Repoze: Retooling Zope

  • Posted by Mike Naberezny in Python

    During the last couple of weeks, I have been privileged to help out with Repoze, a new open source Python project. Repoze is “plumbing Zope into the WSGI pipeline” but also much more.

    I’m not a Zope developer but I’ve benefited from Zope indirectly in several ways. The most significant for me has been Supervisor, a process management system. It’s not part of Zope itself but it originated from a need to keep production Zope servers running smoothly. I started using it for other kinds of servers, and fast forward a couple of years and now I’m very involved and help develop it.

    Supervisor is interesting to many Zope outsiders.
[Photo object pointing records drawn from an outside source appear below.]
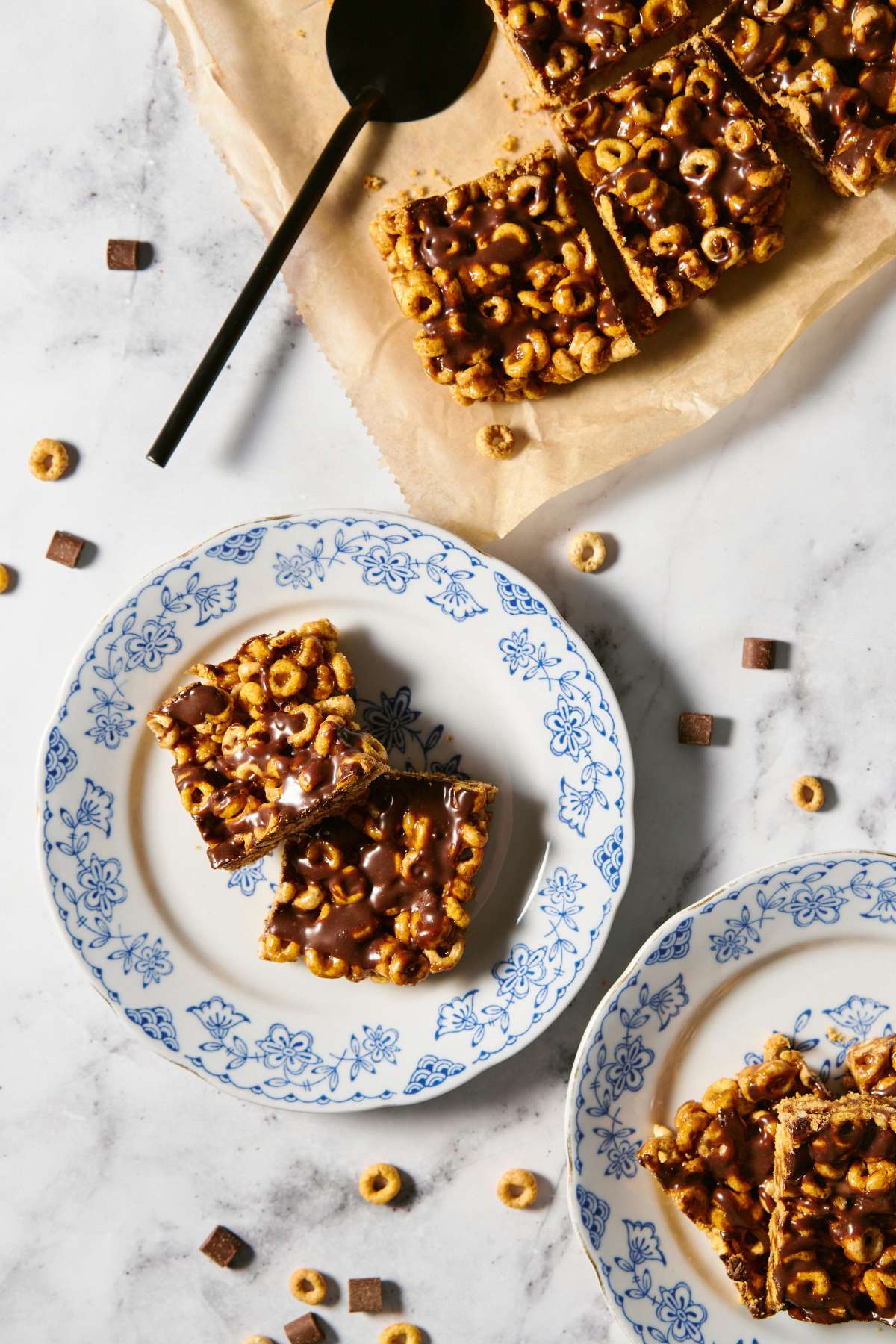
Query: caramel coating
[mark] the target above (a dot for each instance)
(682, 175)
(808, 793)
(494, 441)
(308, 1285)
(504, 285)
(588, 553)
(49, 460)
(379, 1183)
(517, 1189)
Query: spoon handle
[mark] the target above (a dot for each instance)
(262, 277)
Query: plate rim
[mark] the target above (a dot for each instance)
(613, 900)
(650, 942)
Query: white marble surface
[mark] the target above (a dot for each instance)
(774, 519)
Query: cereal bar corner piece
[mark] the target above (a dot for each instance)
(828, 70)
(682, 172)
(561, 43)
(833, 1228)
(716, 1164)
(504, 284)
(872, 1065)
(385, 890)
(265, 742)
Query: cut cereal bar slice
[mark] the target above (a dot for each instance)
(718, 1163)
(833, 1228)
(504, 284)
(828, 70)
(561, 43)
(265, 744)
(872, 1065)
(383, 890)
(682, 172)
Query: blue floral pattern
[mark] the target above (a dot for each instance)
(93, 779)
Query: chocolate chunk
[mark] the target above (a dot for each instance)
(758, 653)
(364, 1295)
(222, 1246)
(304, 1330)
(122, 255)
(65, 549)
(695, 730)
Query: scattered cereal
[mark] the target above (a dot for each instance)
(494, 441)
(381, 1183)
(588, 553)
(308, 1285)
(517, 1189)
(49, 460)
(401, 1334)
(808, 793)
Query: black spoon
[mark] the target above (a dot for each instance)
(394, 60)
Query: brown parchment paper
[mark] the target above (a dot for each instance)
(258, 75)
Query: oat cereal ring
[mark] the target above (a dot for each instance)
(517, 1189)
(494, 441)
(401, 1334)
(808, 793)
(381, 1183)
(588, 553)
(308, 1285)
(49, 460)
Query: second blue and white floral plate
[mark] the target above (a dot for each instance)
(461, 667)
(806, 948)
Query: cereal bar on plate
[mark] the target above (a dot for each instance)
(383, 890)
(682, 172)
(265, 742)
(718, 1163)
(833, 1228)
(828, 69)
(504, 284)
(561, 43)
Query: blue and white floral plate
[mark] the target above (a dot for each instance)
(806, 948)
(461, 667)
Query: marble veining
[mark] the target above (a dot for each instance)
(773, 519)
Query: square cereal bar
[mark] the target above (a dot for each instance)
(383, 890)
(718, 1164)
(872, 1065)
(561, 43)
(833, 1229)
(682, 174)
(828, 70)
(265, 744)
(504, 284)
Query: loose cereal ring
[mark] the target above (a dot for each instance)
(401, 1334)
(308, 1285)
(494, 441)
(588, 553)
(517, 1189)
(381, 1183)
(49, 460)
(808, 793)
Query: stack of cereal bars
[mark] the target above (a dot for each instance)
(794, 1189)
(378, 866)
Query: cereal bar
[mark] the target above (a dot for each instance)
(682, 175)
(504, 285)
(383, 890)
(561, 43)
(828, 69)
(833, 1228)
(872, 1065)
(265, 745)
(718, 1163)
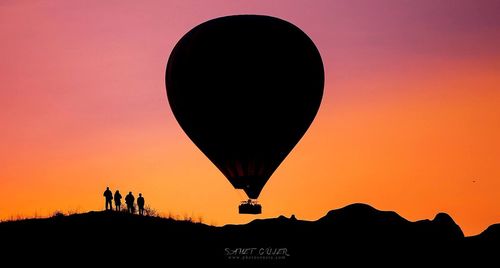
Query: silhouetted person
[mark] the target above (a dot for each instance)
(109, 197)
(118, 200)
(129, 200)
(140, 204)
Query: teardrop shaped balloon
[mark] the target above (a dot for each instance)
(245, 89)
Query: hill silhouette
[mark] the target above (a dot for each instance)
(355, 234)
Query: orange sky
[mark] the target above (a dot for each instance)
(409, 121)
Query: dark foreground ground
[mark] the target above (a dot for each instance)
(354, 236)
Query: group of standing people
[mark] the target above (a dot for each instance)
(129, 201)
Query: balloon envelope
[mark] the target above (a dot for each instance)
(245, 90)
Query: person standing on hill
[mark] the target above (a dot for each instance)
(140, 204)
(129, 200)
(108, 195)
(118, 200)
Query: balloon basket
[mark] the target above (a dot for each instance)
(250, 207)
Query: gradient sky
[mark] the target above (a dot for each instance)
(410, 119)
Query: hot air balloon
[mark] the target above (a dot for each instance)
(245, 89)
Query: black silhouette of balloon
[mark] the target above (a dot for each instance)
(245, 89)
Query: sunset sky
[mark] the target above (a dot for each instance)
(410, 118)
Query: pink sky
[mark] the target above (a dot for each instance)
(411, 98)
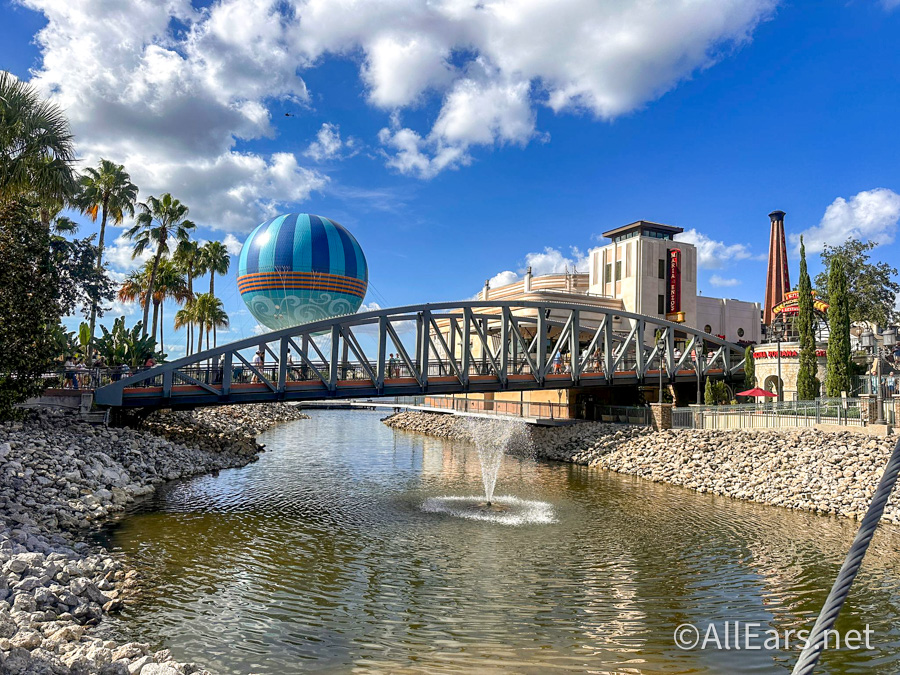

It might have grown out of the needs of running Zope servers, but it’s a tool that many others can benefit from using. I think parts of Zope itself also have similar potential for outsiders.

    Zope has been around for a long time and for many was thought to be the “killer app” for Python. Philip J. Eby wrote about the significance of Zope in Where Zope Leads, Python Follows. I’m interested in Zope not because of the application server as a whole but because it has many technologies like an object database, transactions, and object publishing that I’d like to explore.

    It seems that quite a few technologies that are gaining mindshare now through new developments have been available and stable in Zope for many years. As an outsider, I want to be able to consume bits of Zope technologies for other kinds of projects.

    The problem that Zope has is that its technologies aren’t accessible to outsiders in the same way as Supervisor. To the rest of us, the Zope world is largely a mysterious monolith. Projects like Grok make it easier to get started by bringing Rails-like conventions to Zope development, but many of the core Zope technologies remain largely inaccessible for new purposes without putting in a lot of effort.

    Repoze is changing that in a significant way. Repoze is packaging Zope technologies into components and middleware that can be easily deployed on WSGI servers. This is a win for Zope applications because it means better deployment options like Apache and mod_wsgi. Breaking up the monolith and providing more options will help the longevity of their platform.

    For the rest of us, a more modular world of Zope means that eventually, many of the interesting technologies that Zope has to offer will be closer in reach and more practical through a combination of WSGI middleware and better packaging.

    Repoze already seems to have great momentum and I’ll be watching it with interest. I look forward to exploring what the Zope world has to offer through Repoze.

    Update: This post was featured on Repoze Notes.